One other con is that there is a lateral plyometric exercise that requires a decent amount of room in your exercise space. Known as the "Triple Speed Skater," if you don't have enough room for a "triple," then make sure to modify it to be a single or a double. If you don't know what this means, you will when you try the routine.
Like Complex Upper, this routine is an absolute scorcher. If anyone thinks that they can't get a "good workout" done in just 30 minutes need to give their head a shake and try these two routines. The pacing and selection of exercises here will have you breathing heavy in no time.
The very nature of post-activation potentiation training encourages you to literally give 100% on every repetition and set, especially the explosive or plyometric exercises. By training that intensely, along with the pace of this routine, you will no doubt be pushed to your limit.
Just like Complex Upper, this routine has a slightly longer warm-up than what is seen in any other X3 workout.
This routine is made up of a "complex" of 5 exercises that is repeated for 4 total rounds (20 exercises total). The complex has 2 resistance exercises, 2 plyometric exercises, and a stabilization exercise.
Besides the small complaint about the Knee Drop Squats, I really do like the exercise selection here. There is a good combination of squats and lunges, not to mention explosive activity. Make sure that you have enough room in your workout space to maximize the effectiveness of every explosive movement. These power movements are not done for a lot of repetitions, so make sure you are jumping as high and as far as you can on every exercise.
Great workout design, just a small complain about the Knee Drop Squats.
Workout Design: 4.5/5
Here is a great write-up from Beachbody's fitness advisor Steve Edwards on how great P.A.P. is.
In laymen terms, this means that doing heavy lifting prior to explosive activity can actually help you fire higher threshold muscle cell motor units which, even even simpler terms, means that you will jump higher, run faster, or life more weight.
A good real world application is one P3 athlete who warmed up for a 100 meter race doing heavy squats prior to setting a PR.
Oh, and another great read here.
If you still aren't convinced that this type of training is for you, make sure to check out P3. Dr. Marcus Elliott, the brainchild behind P3 has collaborated with Beachbody for such programs as P90X2 and P90X3 to design elite-level athletic training for a home setting.

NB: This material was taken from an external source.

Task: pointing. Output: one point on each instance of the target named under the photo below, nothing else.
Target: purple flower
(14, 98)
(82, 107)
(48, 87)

I am an athlete. I have been my entire life. I played competitive soccer and hockey (as well as a number of other sports) growing up. I have always had a deep interest in athletic training, so I love to pick up workouts like this to train my body to perform better.
Ultimately the question will be asked time and time again whether or not this routine will be worth the price.
I personally had no problems shelling out the extra cash for the Elite DVD because I had already personally witnessed the incredible athletic improvements in my own performance after completing P90X2. The thought that I could add 2 more P.A.P. routines to my library was an absolute no-brainer to me, although I can see the reservations most might have with the price.
I have said it before, and I will say it again. I personally think the investments I make in my health and fitness (assuming they line up with my goals) are good ones to make, especially for a product that I can use in my home gym time and time again for years to come. Some people don't bat an eye shelling out cash for a monthly gym membership, others don't mind spending the money to add to their home workout library. To each their own.